The Treasury sold $35 billion of two-year notes on Aug. 23 at a record low yield of 0.22 percent as investors continued to seek the world's safest securities as refuge from financial market turmoil and a slowing economy. It was the first of that maturity to be sold after the downgrade.

Dollar Gains

The Dollar Index, which IntercontinentalExchange Inc. uses to track the world's reserve currency against six major trade partners, gained 0.3 percent on Aug. 8. The dollar has gained 0.6 percent this month, the sixth-biggest advance among 10 developed-nation currencies, according to Bloomberg Correlation- Weighted Currency Indexes through Aug. 23. The biggest gainer is the franc, up 3.9 percent.

S&P, a New York-based unit of McGraw-Hill Cos., erred when it lowered the ranking and the U.S. merits a "quadruple A," Warren Buffett, the chief executive officer of Omaha, Nebraska- based Berkshire Hathaway Inc. said in an Aug. 6 interview. Berkshire Hathaway made its biggest bets on the stock market on Aug. 8, the day the downgrade sent the S&P 500 to its worst plunge in more than two years, Buffett said in a television interview with Charlie Rose broadcast Aug. 15 on PBS.

'Very Strong'

Under S&P's definitions, debt rated AA is barely different from AAA securities and shows that a borrower's ability to "meet its financial commitment on the obligation is very strong."

Stocks were falling before S&P took action as record interest rates in Spain and Portugal spurred the European Central Bank to resume bond purchases and Congress debated the U.S. debt ceiling, said Warren Koontz of Loomis Sayles & Co. in Boston. The S&P 500 slumped 4.8 percent on Aug. 4, its biggest retreat since 2009, and had lost 11 percent since July 22 as reports showed the world's largest economy grew 0.4 percent in the first quarter and 1.3 percent in the second.

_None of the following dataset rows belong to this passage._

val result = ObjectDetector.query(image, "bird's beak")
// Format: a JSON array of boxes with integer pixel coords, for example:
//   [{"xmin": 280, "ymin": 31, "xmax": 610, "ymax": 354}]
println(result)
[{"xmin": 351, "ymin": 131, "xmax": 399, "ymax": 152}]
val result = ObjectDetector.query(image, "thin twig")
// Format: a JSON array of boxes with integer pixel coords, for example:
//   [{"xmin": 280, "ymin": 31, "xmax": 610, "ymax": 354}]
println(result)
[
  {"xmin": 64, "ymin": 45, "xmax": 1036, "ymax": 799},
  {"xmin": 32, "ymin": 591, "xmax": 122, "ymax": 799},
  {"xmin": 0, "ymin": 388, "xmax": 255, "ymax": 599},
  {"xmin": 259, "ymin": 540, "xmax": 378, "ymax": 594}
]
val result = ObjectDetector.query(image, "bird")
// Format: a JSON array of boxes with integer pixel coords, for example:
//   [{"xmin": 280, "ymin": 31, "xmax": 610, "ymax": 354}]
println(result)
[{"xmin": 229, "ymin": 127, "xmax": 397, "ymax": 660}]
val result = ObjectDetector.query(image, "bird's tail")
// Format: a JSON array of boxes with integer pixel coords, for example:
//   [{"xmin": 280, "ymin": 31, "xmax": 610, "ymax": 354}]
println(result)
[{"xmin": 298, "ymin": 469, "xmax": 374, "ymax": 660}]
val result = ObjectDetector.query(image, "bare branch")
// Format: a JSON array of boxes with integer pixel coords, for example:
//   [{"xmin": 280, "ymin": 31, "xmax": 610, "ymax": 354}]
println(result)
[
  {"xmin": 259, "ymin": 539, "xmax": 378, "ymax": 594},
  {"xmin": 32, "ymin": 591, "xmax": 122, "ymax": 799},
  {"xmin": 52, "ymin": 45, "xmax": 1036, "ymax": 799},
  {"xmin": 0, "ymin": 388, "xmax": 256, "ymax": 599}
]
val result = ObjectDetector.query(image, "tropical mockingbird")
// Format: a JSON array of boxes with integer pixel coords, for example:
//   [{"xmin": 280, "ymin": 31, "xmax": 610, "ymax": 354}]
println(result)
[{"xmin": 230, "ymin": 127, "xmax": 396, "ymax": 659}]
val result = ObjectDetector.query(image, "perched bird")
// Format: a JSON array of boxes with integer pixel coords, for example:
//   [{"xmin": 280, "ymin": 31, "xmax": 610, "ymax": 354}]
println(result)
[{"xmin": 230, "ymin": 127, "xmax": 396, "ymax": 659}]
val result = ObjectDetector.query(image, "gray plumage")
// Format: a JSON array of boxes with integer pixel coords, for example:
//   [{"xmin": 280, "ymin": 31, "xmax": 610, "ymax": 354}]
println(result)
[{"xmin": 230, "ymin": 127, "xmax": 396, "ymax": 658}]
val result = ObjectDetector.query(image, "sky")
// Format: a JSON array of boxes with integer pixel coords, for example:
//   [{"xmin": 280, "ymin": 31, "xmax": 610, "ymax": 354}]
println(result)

"The downgrade wasn't good, but more important for the selloff was the concern about Washington gridlock over the debt ceiling and the slowdown in Europe," Koontz, who helps manage about $160 billion as head of U.S. large-cap value stocks at Loomis Sayles, said in an Aug. 23 telephone interview. "If we hadn't been in an economic soft patch and if we hadn't had the debt-ceiling ruckus, then we might not have had the downgrade, so I don't think the timing was a surprise."

Worse Than Market

McGraw-Hill declined 15 percent in the two trading sessions following the downgrade, more than twice the S&P 500's loss in the same period.